Dos meses tras el retorno de Donald Trump a la Casa Blanca, la Fed decidió mantener sus tasas en un rango de 4.25%-4.50%.
No obstante, “la incertidumbre respecto a las proyecciones económicas se intensificó”, según el comunicado del banco central, que continúa anticipando llevar a cabo dos disminuciones de tasas en el año.
En este contexto, la Fed ha ajustado su pronóstico de crecimiento para 2025 a 1.7% y ha elevado el de inflación a 2.7%.
Anteriormente, se esperaba un crecimiento de 2.7% este año y una inflación de 2.5%.
Tras dos días de deliberaciones, la Fed refleja una menor confianza en la salud de la economía estadounidense.
También hubo una revisión en la proyección del desempleo, que se ajustó de 4.3% a 4.4%.
“Desastre”
Desde la última reunión de la Fed en enero, donde también se mantuvieron las tasas, el panorama ha cambiado considerablemente.
Las empresas enfrentan nuevos impuestos, los consumidores deben ser cautelosos con sus gastos, y los inversores dudan de la capacidad de Estados Unidos para salir ileso de las políticas de Trump.
Además de su agresiva política arancelaria, caracterizada por continuas fluctuaciones, el presidente instruyó al multimillonario Elon Musk a reducir el personal en el gobierno federal y disminuir gastos.

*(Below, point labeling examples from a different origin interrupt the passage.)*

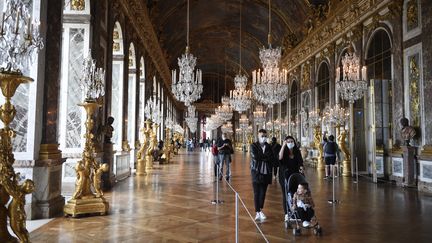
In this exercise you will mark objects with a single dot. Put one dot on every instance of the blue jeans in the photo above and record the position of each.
(225, 159)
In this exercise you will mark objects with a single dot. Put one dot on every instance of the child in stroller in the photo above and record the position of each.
(301, 205)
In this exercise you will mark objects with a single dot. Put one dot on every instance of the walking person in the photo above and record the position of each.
(330, 152)
(225, 150)
(215, 158)
(262, 161)
(290, 161)
(276, 147)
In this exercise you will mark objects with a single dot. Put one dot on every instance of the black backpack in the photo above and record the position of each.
(330, 148)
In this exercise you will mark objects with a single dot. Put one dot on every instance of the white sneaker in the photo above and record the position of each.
(258, 216)
(262, 215)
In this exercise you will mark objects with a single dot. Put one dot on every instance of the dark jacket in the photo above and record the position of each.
(276, 148)
(287, 166)
(227, 149)
(257, 160)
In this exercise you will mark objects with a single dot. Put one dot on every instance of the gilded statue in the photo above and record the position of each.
(319, 146)
(88, 173)
(141, 154)
(167, 146)
(9, 186)
(407, 132)
(152, 146)
(97, 179)
(108, 129)
(347, 156)
(78, 5)
(16, 210)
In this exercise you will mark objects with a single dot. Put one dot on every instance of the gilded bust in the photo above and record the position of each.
(407, 132)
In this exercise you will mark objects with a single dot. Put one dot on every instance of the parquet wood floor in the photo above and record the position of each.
(172, 204)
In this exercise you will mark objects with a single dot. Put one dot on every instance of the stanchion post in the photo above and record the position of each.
(237, 216)
(333, 200)
(217, 201)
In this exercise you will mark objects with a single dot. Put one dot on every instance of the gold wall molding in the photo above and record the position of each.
(344, 19)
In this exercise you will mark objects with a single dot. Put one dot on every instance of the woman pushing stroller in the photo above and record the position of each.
(303, 204)
(290, 162)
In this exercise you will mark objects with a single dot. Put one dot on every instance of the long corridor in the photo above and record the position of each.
(172, 204)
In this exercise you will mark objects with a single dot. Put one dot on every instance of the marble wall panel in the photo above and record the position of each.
(426, 8)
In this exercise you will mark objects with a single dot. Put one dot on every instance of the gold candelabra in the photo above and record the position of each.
(141, 155)
(347, 156)
(9, 180)
(167, 146)
(319, 147)
(89, 172)
(152, 146)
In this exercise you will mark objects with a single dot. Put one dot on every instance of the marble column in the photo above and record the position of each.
(48, 201)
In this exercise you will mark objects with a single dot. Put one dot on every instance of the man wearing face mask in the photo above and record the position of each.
(262, 162)
(225, 150)
(290, 161)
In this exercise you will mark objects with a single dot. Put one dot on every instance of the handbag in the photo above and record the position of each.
(259, 178)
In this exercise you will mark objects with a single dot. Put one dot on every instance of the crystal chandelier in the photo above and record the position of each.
(351, 87)
(227, 128)
(270, 86)
(93, 79)
(240, 98)
(244, 122)
(259, 114)
(19, 37)
(225, 111)
(314, 118)
(189, 86)
(152, 111)
(335, 116)
(191, 119)
(213, 122)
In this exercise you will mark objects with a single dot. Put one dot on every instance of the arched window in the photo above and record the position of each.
(379, 67)
(76, 42)
(293, 106)
(141, 96)
(117, 85)
(132, 96)
(322, 85)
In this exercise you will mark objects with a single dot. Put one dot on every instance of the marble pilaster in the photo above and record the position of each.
(47, 171)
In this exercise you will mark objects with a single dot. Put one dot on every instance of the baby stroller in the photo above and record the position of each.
(290, 188)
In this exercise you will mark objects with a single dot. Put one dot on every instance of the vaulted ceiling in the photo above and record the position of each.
(215, 33)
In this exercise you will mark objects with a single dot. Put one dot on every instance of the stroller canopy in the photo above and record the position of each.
(294, 180)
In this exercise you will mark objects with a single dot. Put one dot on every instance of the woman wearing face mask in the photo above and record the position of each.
(290, 161)
(262, 160)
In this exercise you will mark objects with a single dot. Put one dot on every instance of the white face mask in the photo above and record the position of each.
(290, 145)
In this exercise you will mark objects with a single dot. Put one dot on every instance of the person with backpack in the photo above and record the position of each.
(262, 162)
(330, 152)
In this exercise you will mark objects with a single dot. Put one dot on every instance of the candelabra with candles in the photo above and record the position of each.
(153, 114)
(259, 114)
(351, 87)
(88, 170)
(315, 121)
(19, 43)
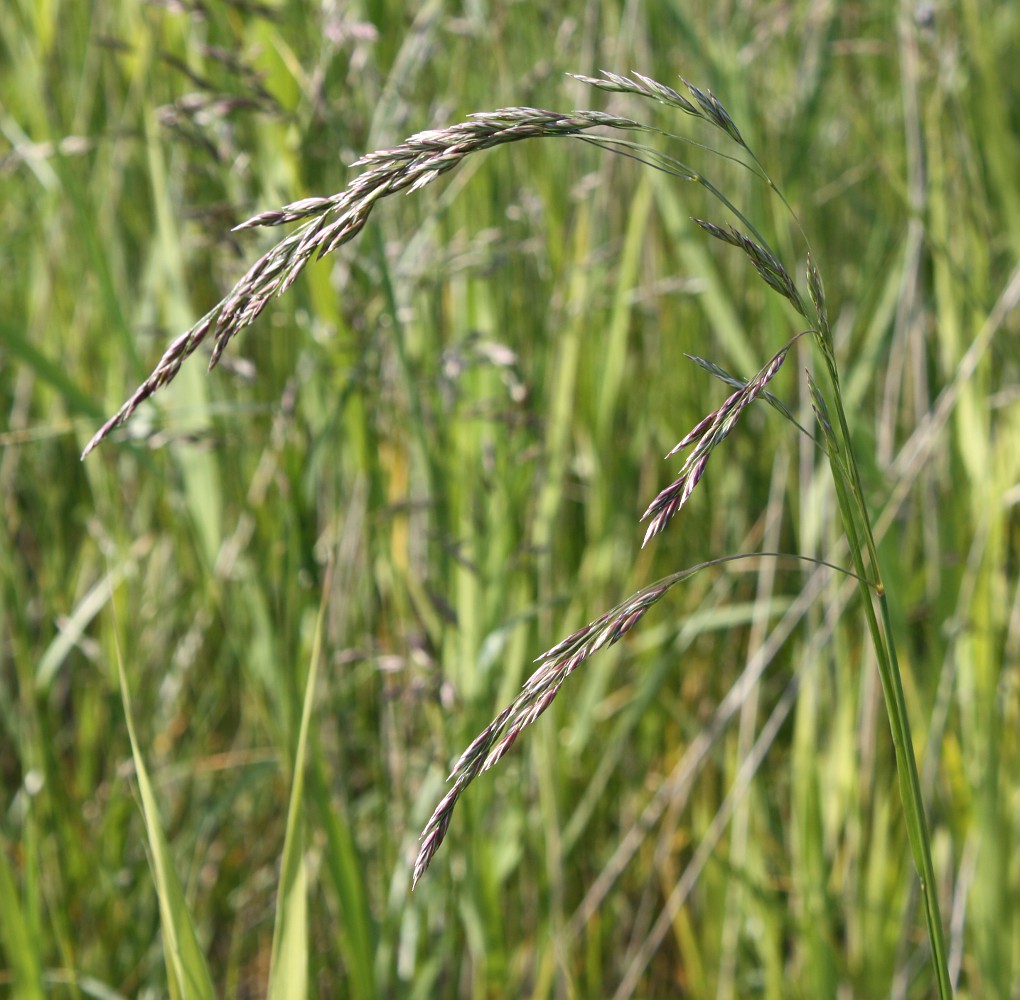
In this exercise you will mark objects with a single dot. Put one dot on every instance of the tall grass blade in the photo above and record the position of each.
(187, 972)
(18, 941)
(289, 968)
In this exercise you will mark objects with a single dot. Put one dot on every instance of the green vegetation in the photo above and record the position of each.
(243, 644)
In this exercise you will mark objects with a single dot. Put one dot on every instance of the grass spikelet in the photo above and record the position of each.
(708, 434)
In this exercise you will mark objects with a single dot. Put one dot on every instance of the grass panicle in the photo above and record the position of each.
(325, 223)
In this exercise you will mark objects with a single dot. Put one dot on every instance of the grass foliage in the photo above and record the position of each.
(314, 577)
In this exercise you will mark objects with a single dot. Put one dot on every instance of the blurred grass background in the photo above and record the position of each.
(464, 411)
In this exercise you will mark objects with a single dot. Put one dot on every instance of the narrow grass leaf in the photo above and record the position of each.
(289, 968)
(187, 972)
(19, 943)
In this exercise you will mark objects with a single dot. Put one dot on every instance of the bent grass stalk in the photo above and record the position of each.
(330, 221)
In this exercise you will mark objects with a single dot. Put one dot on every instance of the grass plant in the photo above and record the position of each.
(320, 573)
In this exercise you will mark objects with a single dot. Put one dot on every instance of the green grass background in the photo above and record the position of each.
(428, 459)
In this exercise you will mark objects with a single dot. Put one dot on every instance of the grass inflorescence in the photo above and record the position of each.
(320, 575)
(328, 222)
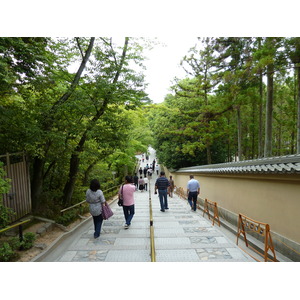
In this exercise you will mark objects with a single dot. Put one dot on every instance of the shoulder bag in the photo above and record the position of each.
(106, 212)
(120, 202)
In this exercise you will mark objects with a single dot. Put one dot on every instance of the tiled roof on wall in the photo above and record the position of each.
(289, 164)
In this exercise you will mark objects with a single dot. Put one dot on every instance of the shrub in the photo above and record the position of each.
(7, 253)
(67, 217)
(27, 243)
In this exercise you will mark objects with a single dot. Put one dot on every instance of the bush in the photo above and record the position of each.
(67, 218)
(27, 243)
(7, 253)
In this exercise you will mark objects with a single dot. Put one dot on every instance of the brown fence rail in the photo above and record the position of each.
(18, 198)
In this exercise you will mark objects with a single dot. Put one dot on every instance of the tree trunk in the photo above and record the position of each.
(75, 160)
(239, 126)
(260, 129)
(269, 111)
(37, 182)
(208, 155)
(38, 169)
(298, 120)
(74, 166)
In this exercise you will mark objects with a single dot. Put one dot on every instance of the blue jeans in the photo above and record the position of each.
(128, 213)
(192, 198)
(163, 199)
(97, 224)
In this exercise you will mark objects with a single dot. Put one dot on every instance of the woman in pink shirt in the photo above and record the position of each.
(128, 200)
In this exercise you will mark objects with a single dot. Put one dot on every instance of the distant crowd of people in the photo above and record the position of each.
(163, 186)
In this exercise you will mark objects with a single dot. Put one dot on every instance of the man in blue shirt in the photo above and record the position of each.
(162, 184)
(193, 190)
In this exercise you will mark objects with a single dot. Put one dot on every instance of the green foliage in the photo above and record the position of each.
(68, 217)
(5, 212)
(7, 253)
(27, 242)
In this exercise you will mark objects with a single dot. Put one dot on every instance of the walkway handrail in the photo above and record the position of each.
(152, 245)
(83, 202)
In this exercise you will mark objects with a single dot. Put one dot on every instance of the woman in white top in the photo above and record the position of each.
(94, 196)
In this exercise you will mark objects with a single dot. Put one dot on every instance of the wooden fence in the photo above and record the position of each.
(19, 196)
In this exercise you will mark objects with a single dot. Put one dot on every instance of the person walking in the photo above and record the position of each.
(141, 184)
(172, 185)
(193, 190)
(146, 183)
(128, 200)
(157, 169)
(95, 198)
(145, 171)
(162, 184)
(136, 181)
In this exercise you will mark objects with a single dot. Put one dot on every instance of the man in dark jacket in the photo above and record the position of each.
(162, 184)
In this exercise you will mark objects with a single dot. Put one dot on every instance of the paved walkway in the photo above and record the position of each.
(181, 235)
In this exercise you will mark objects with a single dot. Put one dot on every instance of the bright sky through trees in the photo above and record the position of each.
(163, 64)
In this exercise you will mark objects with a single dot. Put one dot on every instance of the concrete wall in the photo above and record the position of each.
(272, 199)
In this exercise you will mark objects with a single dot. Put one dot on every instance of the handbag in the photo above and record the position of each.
(106, 212)
(120, 202)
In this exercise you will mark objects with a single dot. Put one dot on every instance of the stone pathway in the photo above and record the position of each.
(181, 235)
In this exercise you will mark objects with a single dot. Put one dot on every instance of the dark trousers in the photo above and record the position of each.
(192, 198)
(128, 213)
(97, 224)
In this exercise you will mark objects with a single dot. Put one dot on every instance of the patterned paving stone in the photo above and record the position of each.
(182, 255)
(90, 256)
(128, 256)
(203, 240)
(206, 254)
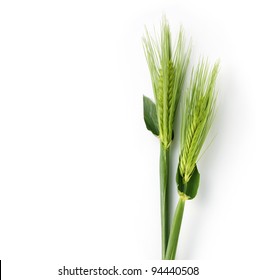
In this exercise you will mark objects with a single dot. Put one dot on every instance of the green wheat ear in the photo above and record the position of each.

Hasta el momento, con una economía en expansión y una baja tasa de desempleo, la Fed se ha centrado en combatir la inflación, que permanece por encima de su objetivo del 2%, alcanzando el 2.5% a 12 meses en enero, según su índice preferido, el PCE.
Sin embargo, los expertos anticipan un aumento inflacionario que podría, a su vez, provocar un incremento de tasas. Las tasas elevadas encarecen el crédito y, por ende, limitan el consumo y la inversión, lo que reduce la presión sobre los precios. Los economistas también prevén un enfriamiento de la economía, lo que ejerce presión en sentido contrario: hacia una disminución de tasas para estimularla.
Trump ha continuado demandando una reducción de los tipos de interés.
El statu quo “es la política más adecuada en este momento, ya que no sabemos realmente hasta dónde alcanzarán los aranceles y por cuánto tiempo”, expresó a la AFP el expresidente de la Fed de Boston, Eric Rosengren, antes de los resultados del encuentro de martes y miércoles.
Las acciones del mandatario dejaron perplejo hasta al economista Michael Strain, del centro de investigación conservador American Enterprise Institute, que apoya varios aspectos del programa del presidente.
Ahora califica su gestión económica de “desastre”. “Antes era inimaginable que un presidente -incluido Trump durante su primer mandato- causara deliberadamente tanto daño a la economía”, afirmó en su blog. “Afortunadamente heredó una economía robusta”, reflexionó.